I do not like children. Oh, I’ve met a handful in my life who stirred indulgent feelings in me (if I cogitate upon it, I can think of one, anyway), but mostly, I want the noisy, messy, nasty, self-centered, stupid little things to go the hell away. Don’t ask me to be near them till they can talk in complete sentences; appreciate the value of peace and quiet; understand the need to respect other people’s feelings, rights and property; and concentrate on something (other than a television or a video game) for longer than fifteen seconds.
I have a nice old couple who sometimes get appointments back to back and some of those times, they have drawn babysitting duty and bring a repulsive, porkulent, sedentary granddaughter.
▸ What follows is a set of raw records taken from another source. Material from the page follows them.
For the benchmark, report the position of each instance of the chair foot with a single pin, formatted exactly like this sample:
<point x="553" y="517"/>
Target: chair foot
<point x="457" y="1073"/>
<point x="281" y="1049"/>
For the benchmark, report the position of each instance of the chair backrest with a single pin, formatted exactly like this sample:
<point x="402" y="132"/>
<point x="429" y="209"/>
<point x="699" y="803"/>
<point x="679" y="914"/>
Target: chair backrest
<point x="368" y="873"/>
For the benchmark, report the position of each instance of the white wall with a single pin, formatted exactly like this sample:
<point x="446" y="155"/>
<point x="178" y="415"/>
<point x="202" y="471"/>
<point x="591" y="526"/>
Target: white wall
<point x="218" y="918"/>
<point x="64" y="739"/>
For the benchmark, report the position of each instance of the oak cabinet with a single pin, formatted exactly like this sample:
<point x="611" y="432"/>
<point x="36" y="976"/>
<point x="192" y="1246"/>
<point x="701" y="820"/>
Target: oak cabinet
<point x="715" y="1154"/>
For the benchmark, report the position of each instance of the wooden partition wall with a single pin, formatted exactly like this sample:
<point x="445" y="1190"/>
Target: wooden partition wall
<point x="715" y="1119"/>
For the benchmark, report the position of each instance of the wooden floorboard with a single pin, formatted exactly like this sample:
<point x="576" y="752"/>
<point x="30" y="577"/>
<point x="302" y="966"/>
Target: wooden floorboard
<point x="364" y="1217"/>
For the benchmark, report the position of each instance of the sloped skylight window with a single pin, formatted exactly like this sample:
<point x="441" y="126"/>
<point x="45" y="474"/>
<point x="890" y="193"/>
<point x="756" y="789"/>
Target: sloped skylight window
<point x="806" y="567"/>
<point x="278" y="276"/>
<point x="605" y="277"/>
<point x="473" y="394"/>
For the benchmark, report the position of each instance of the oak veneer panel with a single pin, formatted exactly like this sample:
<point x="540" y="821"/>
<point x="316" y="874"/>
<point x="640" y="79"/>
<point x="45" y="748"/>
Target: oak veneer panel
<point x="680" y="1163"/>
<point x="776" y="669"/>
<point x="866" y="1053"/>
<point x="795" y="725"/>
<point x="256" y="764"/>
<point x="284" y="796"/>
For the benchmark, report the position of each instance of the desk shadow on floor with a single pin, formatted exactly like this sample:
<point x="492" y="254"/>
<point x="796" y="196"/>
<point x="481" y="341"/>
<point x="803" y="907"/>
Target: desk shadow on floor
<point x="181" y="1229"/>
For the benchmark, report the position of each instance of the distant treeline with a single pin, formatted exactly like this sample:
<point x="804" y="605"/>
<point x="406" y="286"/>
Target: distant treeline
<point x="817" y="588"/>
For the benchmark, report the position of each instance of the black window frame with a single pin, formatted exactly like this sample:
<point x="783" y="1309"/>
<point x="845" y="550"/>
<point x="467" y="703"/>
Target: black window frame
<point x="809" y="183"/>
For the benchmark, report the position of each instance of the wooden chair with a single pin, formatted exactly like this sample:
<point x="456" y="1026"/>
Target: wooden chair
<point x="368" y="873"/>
She comes equipped with a handheld electronic game and a smirking whine (not a common feat). Grandma thinks she is a nice, considerate kid. I think she is a punk. She leaves a miasma in the room that would drive a Feng Shui consultant rabid. It’s like the psychic corollary of a hanging cloud of stale farts.
Today, she found she would have to sit through two appointments, first whining and then lurking heavily outside the treatment-room door until I nearly stepped over to yank it open in her face. I could hear her breathing and shuffling in the hall, and going back to complain to Grandpop. It always creeps me out to think she is in my front room without my being there, even with one of her grandparents watching; I keep trying to get her to go outdoors and play on my lawn, but the very idea apparently is incomprehensible to this glutinous mass of grade-school fungus.
The first time she was here, she walked over to a shelf of pottery and objets with her game-boy stylus and poked it into the mouth of a little cat figurine, eliciting a limply inadequate wheedle of reprimand from Grandma. I restrained an urge to wrench her head from her shoulders, which I probably could do.
She stepped backward into a lush pile of turd that my Maine Coon had, uncharacteristically, left on the completely washable, brown rug.
I apologized profusely for the mishap and offered to take her clog and wash it off. I had to get out of the room fast so they wouldn’t see me laughing fit to bust.